2011-07-26

Chapter 1 notes for Lost Logia Halo

Really, only one thing happens in this chapter: first contact between the Time-Space Administration Bureau of the Nanoha universe, and the UNSC and Covenant of the Halo universe.

Halo being Halo, there was never any possibility of a peaceful meeting between the Bureau and the people of the Halo universe. The Covenant would probably have started shooting on principle and worried about the ashes later; the UNSC might be willing to talk, but not when the first words out of the Bureau are "we're in charge here". And the Bureau is too used to being in control of the situation, and has reached the point where they take their authority over all worlds, even those they don't directly administer, as a given. (As they demonstrate in the original season of Nanoha and/or the first movie, with Nanoha's world.) Perhaps under less strained conditions, a peaceful meeting between the UNSC and the Bureau might have been possible... but this isn't the story in which we'll find out. And so, the first and most immediate question: who wins in a fight, the Bureau cruiser Arthra or a fleet of Covenant battlecruisers?

The Arthra's only demonstrated attack capability is the nuclear option: the Arc-en-Ciel from the end of Nanoha A's. It is a massively long-ranged, wide-area attack that completely eradicates everything within its blast radius; chatter in the anime suggests that this is done through some kind of dimensional distortion. Covenant shields can't block something like that, and so the Arthra does get in a serious first strike: four enemy ships wiped away in a heartbeat.

There's only two problems. First, the Arc-en-Ciel has also been shown to require charging and/or recharging, so the Arthra can't fire again immediately.
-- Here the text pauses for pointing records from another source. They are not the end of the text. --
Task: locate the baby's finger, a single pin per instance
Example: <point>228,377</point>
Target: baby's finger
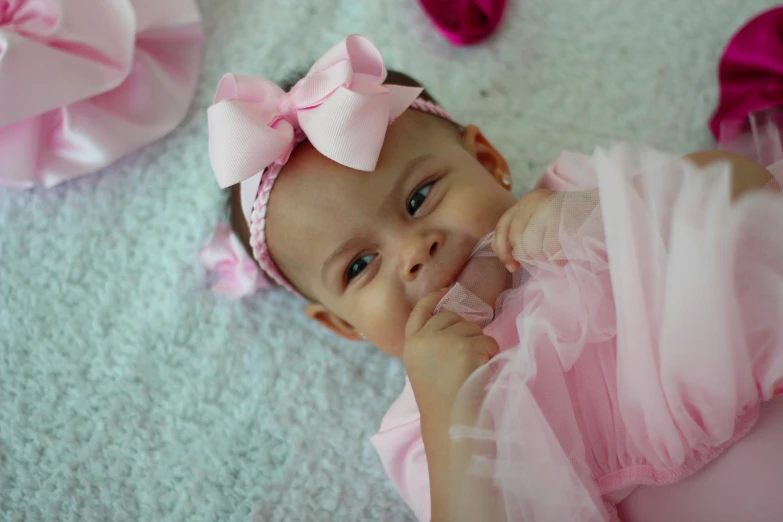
<point>423,311</point>
<point>500,243</point>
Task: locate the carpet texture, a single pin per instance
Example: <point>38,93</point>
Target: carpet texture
<point>129,392</point>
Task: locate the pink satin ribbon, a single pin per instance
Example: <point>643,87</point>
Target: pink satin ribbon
<point>341,106</point>
<point>465,22</point>
<point>84,82</point>
<point>234,272</point>
<point>750,74</point>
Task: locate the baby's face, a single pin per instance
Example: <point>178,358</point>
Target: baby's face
<point>366,246</point>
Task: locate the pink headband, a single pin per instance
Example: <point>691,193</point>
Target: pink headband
<point>341,106</point>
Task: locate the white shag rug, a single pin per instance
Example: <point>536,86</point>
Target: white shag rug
<point>129,392</point>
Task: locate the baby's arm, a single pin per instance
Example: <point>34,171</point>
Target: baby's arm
<point>441,350</point>
<point>512,231</point>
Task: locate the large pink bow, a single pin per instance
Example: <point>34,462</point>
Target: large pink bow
<point>341,106</point>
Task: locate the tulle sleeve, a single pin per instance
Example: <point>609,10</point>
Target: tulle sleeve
<point>400,447</point>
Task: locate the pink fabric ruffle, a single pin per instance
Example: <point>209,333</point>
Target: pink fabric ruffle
<point>84,82</point>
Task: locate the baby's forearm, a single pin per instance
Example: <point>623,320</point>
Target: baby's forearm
<point>448,461</point>
<point>746,175</point>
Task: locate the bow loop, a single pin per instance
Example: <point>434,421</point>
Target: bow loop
<point>341,106</point>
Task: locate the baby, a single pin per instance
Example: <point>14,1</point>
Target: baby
<point>356,191</point>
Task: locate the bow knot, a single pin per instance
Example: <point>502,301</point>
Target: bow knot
<point>341,106</point>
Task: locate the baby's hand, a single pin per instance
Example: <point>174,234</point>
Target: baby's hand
<point>512,231</point>
<point>441,351</point>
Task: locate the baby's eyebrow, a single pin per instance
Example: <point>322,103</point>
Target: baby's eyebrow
<point>409,169</point>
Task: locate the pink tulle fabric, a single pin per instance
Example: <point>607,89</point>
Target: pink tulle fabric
<point>636,354</point>
<point>465,22</point>
<point>84,82</point>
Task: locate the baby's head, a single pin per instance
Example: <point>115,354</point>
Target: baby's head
<point>363,246</point>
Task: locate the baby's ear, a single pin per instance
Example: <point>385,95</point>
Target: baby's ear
<point>318,312</point>
<point>492,160</point>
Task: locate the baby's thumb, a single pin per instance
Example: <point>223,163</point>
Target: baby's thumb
<point>423,311</point>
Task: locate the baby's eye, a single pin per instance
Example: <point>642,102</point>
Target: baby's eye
<point>357,266</point>
<point>416,199</point>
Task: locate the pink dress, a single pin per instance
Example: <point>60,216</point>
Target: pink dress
<point>642,350</point>
<point>85,82</point>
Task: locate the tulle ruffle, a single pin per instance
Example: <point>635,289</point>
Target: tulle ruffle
<point>636,354</point>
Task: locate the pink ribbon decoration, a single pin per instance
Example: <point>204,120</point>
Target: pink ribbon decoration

Second, the Covenant are not simply going to surrender. Instead, they take their numerical superiority and demonstrate Halo's own advantages. On the technological side, that would be weight of fire and strength of defenses... but far more important is the superiority in command ability. The Covenant ships scatter, insuring that the Arc-en-Ciel won't kill them all at once if it does fire again. One of them does a microjump through Slipspace, hoping that the weapon is limited in its arc of fire.

Either preparation would have been enough to insure the Arthra's defeat even if the Arc-en-Ciel could have been fired in repeated succession. Taken by surprise, close in, the Arthra's shields (it does have them) are simply insufficient to handle a Covenant battlecruiser's full broadside, and it's forced to run where the Covenant can't follow simply to stay alive.

Thus the technological balance seems to be "whoever fires first wins". Bureau weapons are powerful and diverse enough to either ignore Covenant armor and shields or just break through them, but Bureau defenses and tactics can't match the battle-hardened Covenant designs.

It's a balance that rears up again in chapter 2, once the boarding action begins... but that's for next chapter's notes.